You're chasing something right now that you don't actually want.
I don't know what it is. The promotion. The lifestyle. The relationship status. The home in that neighbourhood. But statistically, at least one of your major life goals was borrowed from someone else.
You absorbed it without realising. And now you're spending your finite time and energy pursuing it as if it were yours.
This isn't an insult. It's just how we human beings work.
We learn what to want
The French thinker René Girard spent his career studying what he called mimetic desire. His core insight was simple but unsettling: we don't generate our desires independently. We absorb them from others.
Watch a toddler in a room full of toys. She'll ignore them — until another child picks one up. Suddenly, that toy becomes desperately desirable. Not because of the toy's qualities, but because someone else wants it.
We like to think we grow out of this. We don't. We just get better at hiding it.
The adult version looks like this: a colleague gets promoted, and suddenly you want that promotion too. A friend buys a house, and suddenly renting feels inadequate. Someone on Instagram has a lifestyle that looks appealing, and suddenly your life feels lacking.
The desire feels authentic. It feels like it's coming from inside you. But trace it back, and there's usually a model — someone who wanted it first.
The mimetic trap
This wouldn't matter much if borrowed desires made us happy. But they often don't.
When you achieve a mimetic goal, the satisfaction is hollow. You got the thing, but the thing was never really the point. The point was keeping up, measuring up, not falling behind. And there's always another rung on that ladder.
Meanwhile, the desires that might actually fulfil you — the quieter ones, the ones that don't come with social validation attached — get drowned out by the noise.
You end up building a life that looks impressive but doesn't fit.

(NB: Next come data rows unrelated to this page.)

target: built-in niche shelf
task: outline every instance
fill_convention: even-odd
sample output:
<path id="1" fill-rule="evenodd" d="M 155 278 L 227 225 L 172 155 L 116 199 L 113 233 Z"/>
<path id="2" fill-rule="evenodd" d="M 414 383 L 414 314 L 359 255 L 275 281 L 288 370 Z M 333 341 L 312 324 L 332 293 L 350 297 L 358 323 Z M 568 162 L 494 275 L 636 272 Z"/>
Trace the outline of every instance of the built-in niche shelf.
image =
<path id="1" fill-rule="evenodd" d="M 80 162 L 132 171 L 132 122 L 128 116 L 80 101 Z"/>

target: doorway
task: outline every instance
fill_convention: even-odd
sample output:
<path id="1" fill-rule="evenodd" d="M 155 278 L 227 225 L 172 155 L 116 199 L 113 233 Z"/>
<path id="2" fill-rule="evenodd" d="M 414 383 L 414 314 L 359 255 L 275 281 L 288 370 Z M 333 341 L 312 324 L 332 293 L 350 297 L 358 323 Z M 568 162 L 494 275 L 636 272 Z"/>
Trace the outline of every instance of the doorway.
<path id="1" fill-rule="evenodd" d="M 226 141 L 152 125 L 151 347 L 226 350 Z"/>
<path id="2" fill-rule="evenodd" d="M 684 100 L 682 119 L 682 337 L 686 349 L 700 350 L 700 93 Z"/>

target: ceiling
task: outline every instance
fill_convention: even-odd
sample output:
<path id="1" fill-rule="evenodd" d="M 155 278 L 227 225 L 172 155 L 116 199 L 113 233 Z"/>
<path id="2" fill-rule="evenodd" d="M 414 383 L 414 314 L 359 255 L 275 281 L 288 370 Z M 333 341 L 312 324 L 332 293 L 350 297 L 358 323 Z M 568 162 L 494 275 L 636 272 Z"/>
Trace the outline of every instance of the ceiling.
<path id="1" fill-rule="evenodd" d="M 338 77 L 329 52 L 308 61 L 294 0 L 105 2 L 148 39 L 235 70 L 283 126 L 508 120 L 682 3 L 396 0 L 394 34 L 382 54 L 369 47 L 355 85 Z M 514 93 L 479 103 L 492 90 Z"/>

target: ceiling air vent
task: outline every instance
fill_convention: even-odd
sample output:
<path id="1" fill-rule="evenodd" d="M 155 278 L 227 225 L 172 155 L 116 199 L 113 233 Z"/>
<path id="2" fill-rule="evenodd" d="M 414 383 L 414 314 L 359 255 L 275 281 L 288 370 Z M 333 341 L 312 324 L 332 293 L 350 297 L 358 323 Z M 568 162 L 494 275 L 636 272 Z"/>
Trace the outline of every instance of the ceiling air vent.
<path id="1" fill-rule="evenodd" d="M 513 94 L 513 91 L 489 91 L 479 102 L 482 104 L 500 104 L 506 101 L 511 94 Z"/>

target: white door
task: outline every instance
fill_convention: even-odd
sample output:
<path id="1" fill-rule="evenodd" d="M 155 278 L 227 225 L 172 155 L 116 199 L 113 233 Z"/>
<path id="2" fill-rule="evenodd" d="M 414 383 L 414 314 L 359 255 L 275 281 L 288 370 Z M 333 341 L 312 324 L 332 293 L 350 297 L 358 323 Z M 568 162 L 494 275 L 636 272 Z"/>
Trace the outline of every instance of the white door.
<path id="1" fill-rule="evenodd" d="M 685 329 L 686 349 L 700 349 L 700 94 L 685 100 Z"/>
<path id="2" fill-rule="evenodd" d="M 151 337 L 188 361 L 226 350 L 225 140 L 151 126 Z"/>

A life optimised for other people's metrics.
The way out
The good news is that awareness changes everything.
Once you can see mimetic desire operating — really see it, not just intellectually but as a felt recognition — you gain choices you didn't have before.
You can ask: Where did this desire come from? Whose example am I following? Would I want this if no one else had it?
You can learn to distinguish borrowed desires from authentic ones. The borrowed ones usually feel urgent, competitive, anxious. The authentic ones tend to be quieter, more persistent, less dependent on external validation.
You can choose your influences more deliberately, rather than absorbing whatever happens to appear in your feed.
None of this is quick or easy. The patterns are deep. But they can shift.
More to come
Over the next few weeks, I'll be sharing more about mimetic desire and how to work with it: how social media amplifies the problem, practical exercises for identifying your own patterns, and frameworks for cultivating desires that are actually yours.
I've also written a short book on the topic — Someone Else's Dream — for anyone who wants to go deeper. More on that soon.
For now, just notice. The next time you feel a strong pull toward something, ask yourself: Is this mine? Or did I borrow it?
You might be surprised by the answer.